But in the race for Travis County sheriff, Democratic candidate Hernández has made it clear she intends to keep U.S. Immigration and Customs Enforcement out of the county jail. According to the Texas Tribune, Hernández won’t hold inmates for ICE, which facilitates the agency’s removal process. “I just don’t think you solve the criminal justice process by deporting them,” she said. “We talk about being progressive. I believe we need to lead the way.”

Her opponent, Joe Martínez, will cooperate with ICE and hold immigrants. However, he’d only hand over the “worst offenders.” Because of this, the Tribune notes that regardless of who wins, the way the city deals with its undocumented immigrants will change. But Hernández’s victory is almost a given.

In some cities, ICE asks officials to hold immigrants for up to 48 hours – though longer in some cases – even though they have no other pending charges. In Travis County, ICE agents pick up detainees two times a day. But Hernández says that refusing to work with federal immigration authorities will make undocumented immigrants less afraid and prod them to work with local authorities to help solve crimes.

“Immigration is a federal issue, and immigration is a broken system and it’s really up to them to fix it and to enforce it,” she said. Citing Kate Steinle – the San Francisco woman killed by an undocumented immigrant deported several times – Hernández said deportation doesn’t solve problems. “If deporting people solved the problem, that wouldn’t have ever happened,” she said. “But unfortunately, deporting people – they come back to the United States. It’s not working and so we’ve got to fix it, but at the same time we can’t throw that burden on the local community and on their resources and on the families.”

Steinle’s case has fueled the fight against sanctuary cities. During his immigration speech in Phoenix last week, Republican presidential candidate Donald Trump threatened to cut off funding to sanctuary cities if they didn’t cooperate with immigration officials. He added that he’d urge Congress to pass Kate’s Law to “ensure that criminal aliens convicted of illegal reentry receive strong, mandatory minimum sentences; strong. And then we get ’em out.”

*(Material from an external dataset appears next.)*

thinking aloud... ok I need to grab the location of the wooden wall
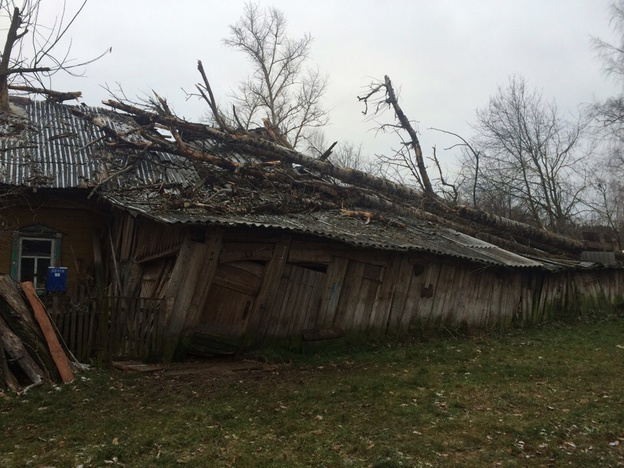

There’s arguments on both sides as to whether sanctuary cities make places safer or more dangerous. But there’s one thing that’s certain: undocumented immigrants are less likely to commit crimes. Even though the undocumented immigrant population tripled between 1990 and 2013, FBI data shows the violent crime rate fell 48 percent, and property crime rate dropped 41 percent. According to the Wall Street Journal, a 2007 Immigration Policy Center paper explained that this isn’t because immigrants considered more high-skilled and well-behaved have off-set Latin Americans’ crimes. Instead, research shows that “for every ethnic group without exception, incarceration rates among young men are lowest for immigrants. This holds true especially for the Mexicans, Salvadorans, and Guatemalans who make up the bulk of the undocumented population.”